Cena, on the other hand, as become a product of the fans.  He's friendly, smiles a lot, "puts on a happy face" so to speak, does his best to inspire people with positivity, rhetoric, and "soapbox" speeches about fairness and justice and victory.  He's even expressed on Twitter his dislike of the new "Cena Sucks" t-shirts.  He likely wants NOTHING about WWE change, whether that's in-character or not.

Punk has already made his feelings about Laurinaitis felt on numerous occasions; however, Laurinaitis has kept largely to himself about how he plans on acting back.  The past two weeks, he's led to Punk losing twice to Dolph Ziggler, and that's pretty huge.

In essence, as crazy as this sounds, Laurinaitis, as monotone and cold as he is, has now shown more emotion than Cena.

Look at his growing "feud" with Kane.  Kane questions everything about Cena, and Cena continues to be this idealistic, diplomatic figure, insisting on talking, talking, talking, talking.  Not acting.  Not retaliating.  Talking.

Punk dislikes Laurinaitis, dislikes Triple H, dislikes Nash, whoever else, and he gets right in their face and lets them know, conclusively and decisively, how he feels.  He supports things, he applauds them.  He hates things, he tosses pipebombs and lets people know.  If they want to fight about it, perfect, ring the bell.

Cena?  He insists on using his words.  Admirable for a kid in a schoolyard.  Not for a WWE superstar.

Any additional Cena psychoanalysis aside, Laurinaitis briefly showed a hint of reverence for John Cena when he announced Cena's participation in the six-man tag team match, and I'm fervent about it not being left to the wayside amid all the talk and speculation about Jericho.

The story of John Cena's feelings and potentially evolving emotions, I'll admit, has me pretty riveted, as I'm sure it has many others riveted.

I'm sure Cena's supporters want nothing less than to see their hero change in any drastic way.  But I can't stress this enough.

The mixed reactions are no longer 50/50.  They are swaying.  Cena is LOSING favor, and he should not be kept in one role to appease the minority.  My fiancee even pointed something out to me when watching the intro video last night.

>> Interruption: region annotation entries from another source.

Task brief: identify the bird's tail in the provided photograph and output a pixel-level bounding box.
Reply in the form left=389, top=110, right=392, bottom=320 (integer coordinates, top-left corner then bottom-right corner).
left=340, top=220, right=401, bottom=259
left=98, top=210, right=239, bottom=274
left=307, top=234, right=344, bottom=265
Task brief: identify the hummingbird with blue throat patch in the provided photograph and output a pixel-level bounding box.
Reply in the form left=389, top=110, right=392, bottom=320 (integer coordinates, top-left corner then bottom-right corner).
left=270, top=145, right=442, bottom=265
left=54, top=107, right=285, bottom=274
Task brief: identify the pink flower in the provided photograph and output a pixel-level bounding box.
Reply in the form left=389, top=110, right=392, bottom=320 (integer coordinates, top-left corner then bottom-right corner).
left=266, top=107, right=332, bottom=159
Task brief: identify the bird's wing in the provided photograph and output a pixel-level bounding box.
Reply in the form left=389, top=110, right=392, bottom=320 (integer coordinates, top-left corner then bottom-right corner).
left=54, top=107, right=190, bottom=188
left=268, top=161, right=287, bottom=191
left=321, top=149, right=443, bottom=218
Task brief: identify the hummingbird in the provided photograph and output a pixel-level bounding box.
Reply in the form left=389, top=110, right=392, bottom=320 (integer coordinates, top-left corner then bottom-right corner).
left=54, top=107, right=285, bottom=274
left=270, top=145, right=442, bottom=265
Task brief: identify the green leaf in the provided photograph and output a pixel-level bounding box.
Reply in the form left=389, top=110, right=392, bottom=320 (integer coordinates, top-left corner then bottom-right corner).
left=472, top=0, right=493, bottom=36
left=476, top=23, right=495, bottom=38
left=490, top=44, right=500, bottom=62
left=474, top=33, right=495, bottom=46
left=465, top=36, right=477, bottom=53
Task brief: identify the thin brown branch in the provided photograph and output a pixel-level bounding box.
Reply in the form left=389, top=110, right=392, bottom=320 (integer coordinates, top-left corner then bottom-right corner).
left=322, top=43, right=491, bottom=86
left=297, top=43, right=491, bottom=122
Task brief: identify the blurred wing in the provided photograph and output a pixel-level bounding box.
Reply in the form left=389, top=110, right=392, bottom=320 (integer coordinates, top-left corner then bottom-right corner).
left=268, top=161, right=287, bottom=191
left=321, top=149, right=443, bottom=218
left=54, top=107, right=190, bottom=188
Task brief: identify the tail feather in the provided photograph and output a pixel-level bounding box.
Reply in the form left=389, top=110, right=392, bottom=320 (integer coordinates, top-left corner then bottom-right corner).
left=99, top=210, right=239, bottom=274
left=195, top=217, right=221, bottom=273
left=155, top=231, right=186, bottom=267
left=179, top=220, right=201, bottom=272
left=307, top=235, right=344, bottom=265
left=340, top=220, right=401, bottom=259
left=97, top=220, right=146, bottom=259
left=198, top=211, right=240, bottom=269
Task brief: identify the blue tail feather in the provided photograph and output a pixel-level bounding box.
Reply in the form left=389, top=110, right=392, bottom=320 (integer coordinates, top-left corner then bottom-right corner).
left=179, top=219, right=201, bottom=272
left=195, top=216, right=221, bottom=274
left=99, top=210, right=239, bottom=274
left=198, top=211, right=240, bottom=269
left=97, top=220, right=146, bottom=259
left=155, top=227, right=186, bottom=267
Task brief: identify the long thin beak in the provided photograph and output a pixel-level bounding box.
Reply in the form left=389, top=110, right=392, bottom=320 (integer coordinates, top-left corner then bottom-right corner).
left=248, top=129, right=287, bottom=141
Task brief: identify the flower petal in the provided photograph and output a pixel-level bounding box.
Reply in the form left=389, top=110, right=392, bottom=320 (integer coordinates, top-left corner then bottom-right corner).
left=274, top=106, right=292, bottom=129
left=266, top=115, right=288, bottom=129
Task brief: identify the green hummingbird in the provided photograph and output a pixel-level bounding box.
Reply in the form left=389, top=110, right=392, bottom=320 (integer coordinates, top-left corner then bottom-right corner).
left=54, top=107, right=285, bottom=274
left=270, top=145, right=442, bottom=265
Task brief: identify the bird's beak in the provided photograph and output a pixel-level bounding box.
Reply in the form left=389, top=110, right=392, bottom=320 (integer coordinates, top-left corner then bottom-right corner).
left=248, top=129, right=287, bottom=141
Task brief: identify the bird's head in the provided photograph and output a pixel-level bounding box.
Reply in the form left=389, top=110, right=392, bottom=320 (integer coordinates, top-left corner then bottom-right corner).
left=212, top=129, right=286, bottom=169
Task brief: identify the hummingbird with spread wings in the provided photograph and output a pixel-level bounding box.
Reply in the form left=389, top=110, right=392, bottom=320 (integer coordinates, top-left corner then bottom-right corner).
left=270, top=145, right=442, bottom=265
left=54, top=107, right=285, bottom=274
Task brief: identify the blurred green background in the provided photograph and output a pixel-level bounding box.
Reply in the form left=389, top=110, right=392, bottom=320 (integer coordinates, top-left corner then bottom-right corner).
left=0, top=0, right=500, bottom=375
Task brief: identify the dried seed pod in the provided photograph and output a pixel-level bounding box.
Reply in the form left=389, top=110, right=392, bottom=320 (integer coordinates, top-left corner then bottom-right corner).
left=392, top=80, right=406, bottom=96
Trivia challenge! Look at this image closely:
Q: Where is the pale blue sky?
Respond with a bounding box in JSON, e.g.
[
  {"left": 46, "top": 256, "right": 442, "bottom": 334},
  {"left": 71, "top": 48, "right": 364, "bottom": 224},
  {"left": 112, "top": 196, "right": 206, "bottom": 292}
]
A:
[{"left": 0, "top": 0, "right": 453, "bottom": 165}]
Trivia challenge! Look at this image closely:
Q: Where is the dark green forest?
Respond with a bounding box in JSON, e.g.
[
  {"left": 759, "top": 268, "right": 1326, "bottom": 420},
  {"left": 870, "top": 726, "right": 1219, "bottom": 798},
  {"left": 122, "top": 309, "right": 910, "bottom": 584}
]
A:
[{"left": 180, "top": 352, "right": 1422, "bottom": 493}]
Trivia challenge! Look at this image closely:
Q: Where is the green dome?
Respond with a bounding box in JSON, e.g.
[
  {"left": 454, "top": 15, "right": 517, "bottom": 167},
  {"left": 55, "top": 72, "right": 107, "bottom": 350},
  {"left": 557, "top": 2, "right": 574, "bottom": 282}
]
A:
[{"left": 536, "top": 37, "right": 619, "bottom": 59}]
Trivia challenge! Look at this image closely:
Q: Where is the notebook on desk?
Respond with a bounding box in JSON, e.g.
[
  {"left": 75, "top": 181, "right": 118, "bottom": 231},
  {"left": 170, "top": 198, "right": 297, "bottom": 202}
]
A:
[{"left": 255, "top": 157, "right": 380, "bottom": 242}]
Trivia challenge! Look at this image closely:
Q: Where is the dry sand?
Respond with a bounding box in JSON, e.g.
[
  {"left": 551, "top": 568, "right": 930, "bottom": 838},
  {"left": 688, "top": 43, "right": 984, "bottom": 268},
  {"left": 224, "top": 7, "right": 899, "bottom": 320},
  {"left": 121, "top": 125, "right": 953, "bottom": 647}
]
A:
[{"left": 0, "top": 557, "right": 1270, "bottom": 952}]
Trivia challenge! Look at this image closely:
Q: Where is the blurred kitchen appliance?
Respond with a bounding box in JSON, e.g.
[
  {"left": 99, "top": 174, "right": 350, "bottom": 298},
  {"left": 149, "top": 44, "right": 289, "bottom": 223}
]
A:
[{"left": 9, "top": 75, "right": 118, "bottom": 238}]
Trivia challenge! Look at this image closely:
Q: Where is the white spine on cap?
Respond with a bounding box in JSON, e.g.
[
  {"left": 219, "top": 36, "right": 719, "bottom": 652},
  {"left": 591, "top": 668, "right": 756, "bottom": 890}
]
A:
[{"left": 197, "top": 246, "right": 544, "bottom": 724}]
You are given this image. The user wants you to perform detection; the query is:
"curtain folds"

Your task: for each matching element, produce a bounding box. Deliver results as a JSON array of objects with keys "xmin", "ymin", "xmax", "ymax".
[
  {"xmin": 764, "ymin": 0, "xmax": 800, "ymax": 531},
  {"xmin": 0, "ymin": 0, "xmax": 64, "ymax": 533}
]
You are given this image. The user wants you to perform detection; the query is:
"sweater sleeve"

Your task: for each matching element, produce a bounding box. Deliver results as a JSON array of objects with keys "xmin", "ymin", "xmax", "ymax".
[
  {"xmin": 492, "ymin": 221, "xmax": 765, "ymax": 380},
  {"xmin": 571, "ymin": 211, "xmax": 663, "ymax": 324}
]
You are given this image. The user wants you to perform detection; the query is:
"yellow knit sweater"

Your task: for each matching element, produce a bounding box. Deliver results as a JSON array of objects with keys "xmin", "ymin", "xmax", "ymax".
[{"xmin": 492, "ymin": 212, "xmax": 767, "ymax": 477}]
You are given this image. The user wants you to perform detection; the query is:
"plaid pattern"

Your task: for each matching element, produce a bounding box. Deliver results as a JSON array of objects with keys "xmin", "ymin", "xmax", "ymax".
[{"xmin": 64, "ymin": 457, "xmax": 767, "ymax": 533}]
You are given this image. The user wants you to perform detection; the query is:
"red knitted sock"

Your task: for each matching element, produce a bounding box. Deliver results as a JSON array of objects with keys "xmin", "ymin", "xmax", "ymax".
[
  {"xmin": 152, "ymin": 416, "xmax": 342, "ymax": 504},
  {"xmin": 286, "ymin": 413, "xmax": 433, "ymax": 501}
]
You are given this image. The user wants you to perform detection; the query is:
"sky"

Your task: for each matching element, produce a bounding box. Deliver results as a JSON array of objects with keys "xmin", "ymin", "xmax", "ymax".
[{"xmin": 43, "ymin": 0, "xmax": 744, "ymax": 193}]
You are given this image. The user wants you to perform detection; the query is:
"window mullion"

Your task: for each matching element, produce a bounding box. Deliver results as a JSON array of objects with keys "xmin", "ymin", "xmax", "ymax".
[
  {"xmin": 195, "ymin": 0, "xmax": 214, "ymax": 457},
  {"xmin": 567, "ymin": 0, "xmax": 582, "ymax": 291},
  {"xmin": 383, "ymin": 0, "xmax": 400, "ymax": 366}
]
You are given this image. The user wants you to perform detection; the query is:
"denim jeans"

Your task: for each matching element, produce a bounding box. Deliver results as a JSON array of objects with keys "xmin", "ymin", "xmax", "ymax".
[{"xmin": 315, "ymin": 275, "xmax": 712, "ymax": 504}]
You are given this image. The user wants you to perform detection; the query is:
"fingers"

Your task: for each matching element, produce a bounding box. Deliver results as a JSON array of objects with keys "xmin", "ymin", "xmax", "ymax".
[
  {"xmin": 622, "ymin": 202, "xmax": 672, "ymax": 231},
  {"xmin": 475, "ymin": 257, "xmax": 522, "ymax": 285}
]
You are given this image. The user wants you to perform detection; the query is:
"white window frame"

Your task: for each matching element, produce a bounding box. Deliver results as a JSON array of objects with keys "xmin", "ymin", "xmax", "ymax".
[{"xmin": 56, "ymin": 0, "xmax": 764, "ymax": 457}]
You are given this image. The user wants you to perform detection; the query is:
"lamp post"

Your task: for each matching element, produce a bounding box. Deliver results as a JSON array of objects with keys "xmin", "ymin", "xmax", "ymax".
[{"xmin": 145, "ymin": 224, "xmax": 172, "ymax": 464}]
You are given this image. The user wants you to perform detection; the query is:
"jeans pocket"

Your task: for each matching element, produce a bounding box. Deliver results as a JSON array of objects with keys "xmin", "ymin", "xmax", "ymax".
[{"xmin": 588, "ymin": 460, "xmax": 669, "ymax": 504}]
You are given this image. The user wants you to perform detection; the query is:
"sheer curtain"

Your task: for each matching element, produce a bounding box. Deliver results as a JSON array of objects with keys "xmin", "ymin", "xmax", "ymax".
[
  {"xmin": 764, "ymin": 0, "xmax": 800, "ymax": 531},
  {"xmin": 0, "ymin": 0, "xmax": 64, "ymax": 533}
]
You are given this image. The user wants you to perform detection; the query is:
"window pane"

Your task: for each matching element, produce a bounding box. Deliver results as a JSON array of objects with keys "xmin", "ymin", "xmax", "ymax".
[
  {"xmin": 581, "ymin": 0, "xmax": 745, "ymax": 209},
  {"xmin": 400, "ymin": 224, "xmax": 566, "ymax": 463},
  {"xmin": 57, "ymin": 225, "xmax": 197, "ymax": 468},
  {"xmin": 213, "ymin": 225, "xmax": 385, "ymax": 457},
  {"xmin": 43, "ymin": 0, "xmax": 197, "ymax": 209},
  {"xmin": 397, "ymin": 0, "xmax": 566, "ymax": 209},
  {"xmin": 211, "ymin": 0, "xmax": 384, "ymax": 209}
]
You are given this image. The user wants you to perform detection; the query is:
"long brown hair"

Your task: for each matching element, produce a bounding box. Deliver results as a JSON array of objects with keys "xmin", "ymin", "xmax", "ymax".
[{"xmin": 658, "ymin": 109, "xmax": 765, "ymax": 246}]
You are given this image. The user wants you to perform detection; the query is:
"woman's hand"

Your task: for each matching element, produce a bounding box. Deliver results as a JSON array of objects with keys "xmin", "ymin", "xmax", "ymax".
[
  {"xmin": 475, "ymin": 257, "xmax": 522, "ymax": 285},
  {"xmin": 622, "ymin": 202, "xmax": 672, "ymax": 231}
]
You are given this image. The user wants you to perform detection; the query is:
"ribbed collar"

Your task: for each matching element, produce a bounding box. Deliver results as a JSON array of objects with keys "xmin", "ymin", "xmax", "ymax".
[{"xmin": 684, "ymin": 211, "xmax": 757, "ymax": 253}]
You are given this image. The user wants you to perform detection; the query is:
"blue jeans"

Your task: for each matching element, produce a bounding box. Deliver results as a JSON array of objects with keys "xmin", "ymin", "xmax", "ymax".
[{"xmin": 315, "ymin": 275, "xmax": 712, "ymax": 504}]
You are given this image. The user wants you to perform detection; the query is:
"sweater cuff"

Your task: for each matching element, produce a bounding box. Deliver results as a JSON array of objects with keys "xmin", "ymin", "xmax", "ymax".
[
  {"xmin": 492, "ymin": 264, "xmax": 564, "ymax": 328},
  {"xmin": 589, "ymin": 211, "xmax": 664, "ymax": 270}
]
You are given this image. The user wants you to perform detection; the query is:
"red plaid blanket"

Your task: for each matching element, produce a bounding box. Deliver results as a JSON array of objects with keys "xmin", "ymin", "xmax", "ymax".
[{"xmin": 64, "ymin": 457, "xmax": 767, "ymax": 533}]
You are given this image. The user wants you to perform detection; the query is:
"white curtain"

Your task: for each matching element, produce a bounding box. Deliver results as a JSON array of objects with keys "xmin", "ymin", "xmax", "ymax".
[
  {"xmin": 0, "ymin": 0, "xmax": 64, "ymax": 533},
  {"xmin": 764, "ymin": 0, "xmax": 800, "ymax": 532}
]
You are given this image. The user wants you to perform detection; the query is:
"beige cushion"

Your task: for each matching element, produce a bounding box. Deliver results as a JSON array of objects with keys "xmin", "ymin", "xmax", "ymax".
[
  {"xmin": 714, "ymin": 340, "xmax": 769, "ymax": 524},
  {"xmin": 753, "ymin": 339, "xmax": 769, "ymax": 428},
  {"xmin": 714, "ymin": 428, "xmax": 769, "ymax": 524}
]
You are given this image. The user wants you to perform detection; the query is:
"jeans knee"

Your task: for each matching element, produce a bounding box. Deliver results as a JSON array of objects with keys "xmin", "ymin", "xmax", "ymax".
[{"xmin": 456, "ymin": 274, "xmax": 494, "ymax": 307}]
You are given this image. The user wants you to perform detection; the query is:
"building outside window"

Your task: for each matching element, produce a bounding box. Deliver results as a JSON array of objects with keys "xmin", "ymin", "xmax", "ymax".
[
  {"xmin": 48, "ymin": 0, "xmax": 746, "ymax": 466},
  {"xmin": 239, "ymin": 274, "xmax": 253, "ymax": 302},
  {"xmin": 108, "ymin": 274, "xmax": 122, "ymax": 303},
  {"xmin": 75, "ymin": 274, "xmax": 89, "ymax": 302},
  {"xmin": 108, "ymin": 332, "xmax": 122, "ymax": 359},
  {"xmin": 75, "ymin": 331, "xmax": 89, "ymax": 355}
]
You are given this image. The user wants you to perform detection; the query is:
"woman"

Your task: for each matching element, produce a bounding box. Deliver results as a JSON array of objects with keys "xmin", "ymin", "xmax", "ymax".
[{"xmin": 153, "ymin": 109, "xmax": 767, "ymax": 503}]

One of the folks that Cena looked at in the crowd that was holding up a Cena Sucks shirt?

A military man.  Troops supposedly love Cena, right?  Not all of them...

Admit it.  The winds of change are blowing, as Wade Barrett said.  The tide is changing.  The sway that is occurring is changing the balance.

Cena will not stay a force of good forever.  You have to deal with it.